Sebastian Vettel produced another faultless drive in a near-perfect season to move within one point of becoming the youngest driver in Formula One history to claim back-to-back world titles.
In taking the chequered flag by 1.7secs from Jenson Button in his McLaren in today's Singapore Grand Prix, Vettel holds a 124-point lead over the Briton, with just 125 available from the final five races.
It means the championship champagne will have to be put on ice for another fortnight until the Japanese Grand Prix in Suzuka where the 24-year-old has won on the last two occasions.
In claiming his ninth victory of a thoroughly dominant season, only one man has won more races in a single campaign -Michael Schumacher who chalked up 11 in 2002 and a record 13 in 2004.
Behind the leading duo Mark Webber was third in his Red Bull, with Ferrari's Fernando Alonso fourth.
Both men are now out of the championship reckoning, along with McLaren's Lewis Hamilton who finished a distant fifth, 67.7secs down following more controversy.
Far too often this season Hamilton's accidents have been a talking point, and so it will prove again after this race in the wake of another collision with Felipe Massa.
The Brazilian yesterday suggested Hamilton "didn't use his mind again" after their minor skirmish in qualifying when the Briton frustratedly barged his way past the crawling Ferrari.
Massa's remark carried weight bearing in mind Hamilton was given a drive-through penalty at the Monaco Grand Prix for crashing into his rival.
So when Hamilton came up behind Massa on lap 12, after the latter had managed to stay ahead in the first round of pit stops as they had come in together, the inevitable happened.
From a failed pass, Hamilton attempted to duck in behind Massa at one of the corners, only to turn the left corner of his front wing in on the right-rear tyre of the Ferrari.
In causing a puncture, it came as no surprise when the stewards announced an investigation into the matter, and even less of a shock when they handed him a drive-through penalty, his fifth of the year.
After 15 laps Hamilton had dropped to 19th having pitted three times - once for tyres, once for a new front wing, and once for serving the penalty.

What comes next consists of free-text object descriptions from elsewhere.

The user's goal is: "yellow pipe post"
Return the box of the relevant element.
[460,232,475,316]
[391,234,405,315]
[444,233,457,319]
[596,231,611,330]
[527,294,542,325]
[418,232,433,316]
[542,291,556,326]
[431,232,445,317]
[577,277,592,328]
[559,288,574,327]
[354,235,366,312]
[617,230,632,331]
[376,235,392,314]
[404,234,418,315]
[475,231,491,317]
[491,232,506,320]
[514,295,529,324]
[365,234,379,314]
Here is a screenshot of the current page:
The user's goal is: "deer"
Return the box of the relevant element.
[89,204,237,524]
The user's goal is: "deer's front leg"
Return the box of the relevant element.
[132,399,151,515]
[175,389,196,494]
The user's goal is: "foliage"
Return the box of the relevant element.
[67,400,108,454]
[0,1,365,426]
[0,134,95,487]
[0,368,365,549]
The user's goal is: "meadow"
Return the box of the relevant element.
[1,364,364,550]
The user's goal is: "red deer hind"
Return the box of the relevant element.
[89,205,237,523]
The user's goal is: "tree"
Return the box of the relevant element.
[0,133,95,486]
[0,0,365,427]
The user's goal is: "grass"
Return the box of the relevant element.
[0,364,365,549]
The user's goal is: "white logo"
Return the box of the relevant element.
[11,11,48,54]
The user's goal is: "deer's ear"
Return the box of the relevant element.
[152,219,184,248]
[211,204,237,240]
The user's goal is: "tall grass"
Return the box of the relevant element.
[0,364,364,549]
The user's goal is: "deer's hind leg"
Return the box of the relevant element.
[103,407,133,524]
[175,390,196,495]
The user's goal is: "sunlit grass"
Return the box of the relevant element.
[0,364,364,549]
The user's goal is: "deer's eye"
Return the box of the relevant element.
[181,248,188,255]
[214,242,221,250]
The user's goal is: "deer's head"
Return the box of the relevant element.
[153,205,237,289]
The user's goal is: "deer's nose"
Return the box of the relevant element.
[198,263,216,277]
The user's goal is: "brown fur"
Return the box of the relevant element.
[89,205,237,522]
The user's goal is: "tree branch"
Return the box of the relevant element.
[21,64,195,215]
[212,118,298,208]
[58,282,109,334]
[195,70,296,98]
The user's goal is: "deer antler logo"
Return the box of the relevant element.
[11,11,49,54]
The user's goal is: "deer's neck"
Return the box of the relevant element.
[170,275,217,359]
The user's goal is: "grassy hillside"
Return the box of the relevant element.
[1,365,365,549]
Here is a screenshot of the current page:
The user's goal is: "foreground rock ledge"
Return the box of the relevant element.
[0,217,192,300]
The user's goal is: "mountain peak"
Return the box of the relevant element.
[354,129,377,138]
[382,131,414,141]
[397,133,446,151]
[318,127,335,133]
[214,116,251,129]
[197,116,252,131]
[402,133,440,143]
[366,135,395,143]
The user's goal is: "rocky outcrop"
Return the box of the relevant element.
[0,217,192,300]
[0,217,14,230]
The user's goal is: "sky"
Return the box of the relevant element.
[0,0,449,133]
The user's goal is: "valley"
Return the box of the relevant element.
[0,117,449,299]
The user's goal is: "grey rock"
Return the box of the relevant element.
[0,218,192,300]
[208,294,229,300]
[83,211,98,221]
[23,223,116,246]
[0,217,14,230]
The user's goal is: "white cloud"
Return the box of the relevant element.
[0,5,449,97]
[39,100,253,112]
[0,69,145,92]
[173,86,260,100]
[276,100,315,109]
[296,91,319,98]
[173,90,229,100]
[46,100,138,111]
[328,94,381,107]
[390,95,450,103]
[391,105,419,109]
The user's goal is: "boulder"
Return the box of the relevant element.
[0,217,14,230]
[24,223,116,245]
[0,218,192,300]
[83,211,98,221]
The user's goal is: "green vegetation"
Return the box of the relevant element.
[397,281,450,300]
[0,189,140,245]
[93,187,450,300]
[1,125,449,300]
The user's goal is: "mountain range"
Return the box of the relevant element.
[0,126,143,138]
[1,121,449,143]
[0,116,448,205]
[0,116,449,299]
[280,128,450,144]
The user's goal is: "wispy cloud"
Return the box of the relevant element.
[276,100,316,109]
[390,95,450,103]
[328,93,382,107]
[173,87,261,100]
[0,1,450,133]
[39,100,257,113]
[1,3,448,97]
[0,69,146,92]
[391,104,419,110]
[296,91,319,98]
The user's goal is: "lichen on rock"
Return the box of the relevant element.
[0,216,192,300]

Ahead of him, Vettel again served as a shining example of how to execute the perfect race, keeping his cool even when he saw a 19 -second lead evaporate courtesy of Schumacher's smash on lap 30.
At that stage Vettel had victory in the bag, only for Schumacher to plough into the back of Sauber's Sergio Perez as he ran too close behind the Mexican.
Unlike Webber's crash into the rear of Heikki Kovalainen's Lotus in the European Grand Prix in Valencia last season when the Australian did a full somersault, Schumacher narrowly avoided also flipping.
Instead, the 42-year-old came down with force on all four wheels before smashing nose first into a barrier at the right-handed turn eight.
For the fourth consecutive year since the inception of what has become one of the best and most spectacular events on the calendar, the safety car was brought into play.
When it made its exit, and with the majority of the field making a dash into the pits for fresh rubber, there was a hope Vettel would be caught.
But instead he again opened up a comfortable cushion that only in the dying stages was threatened when Button closed to 3.9secs with three laps remaining.
A gaggle of backmarkers, though, scuppered any hope of a challenge in the dying laps, leaving Vettel to again take the plaudits and the acclaim from a packed grandstand at the Marina Bay Street Circuit.
Paul di Resta secured his best result of his debut campaign with sixth, executing a perfect two-stop strategy after a gamble by Force India in starting him on the more durable soft tyre compared to the faster supersofts.
Behind the Scot, Mercedes' Nico Rosberg was seventh, followed by Adrian Sutil in his Force India, Massa and Perez.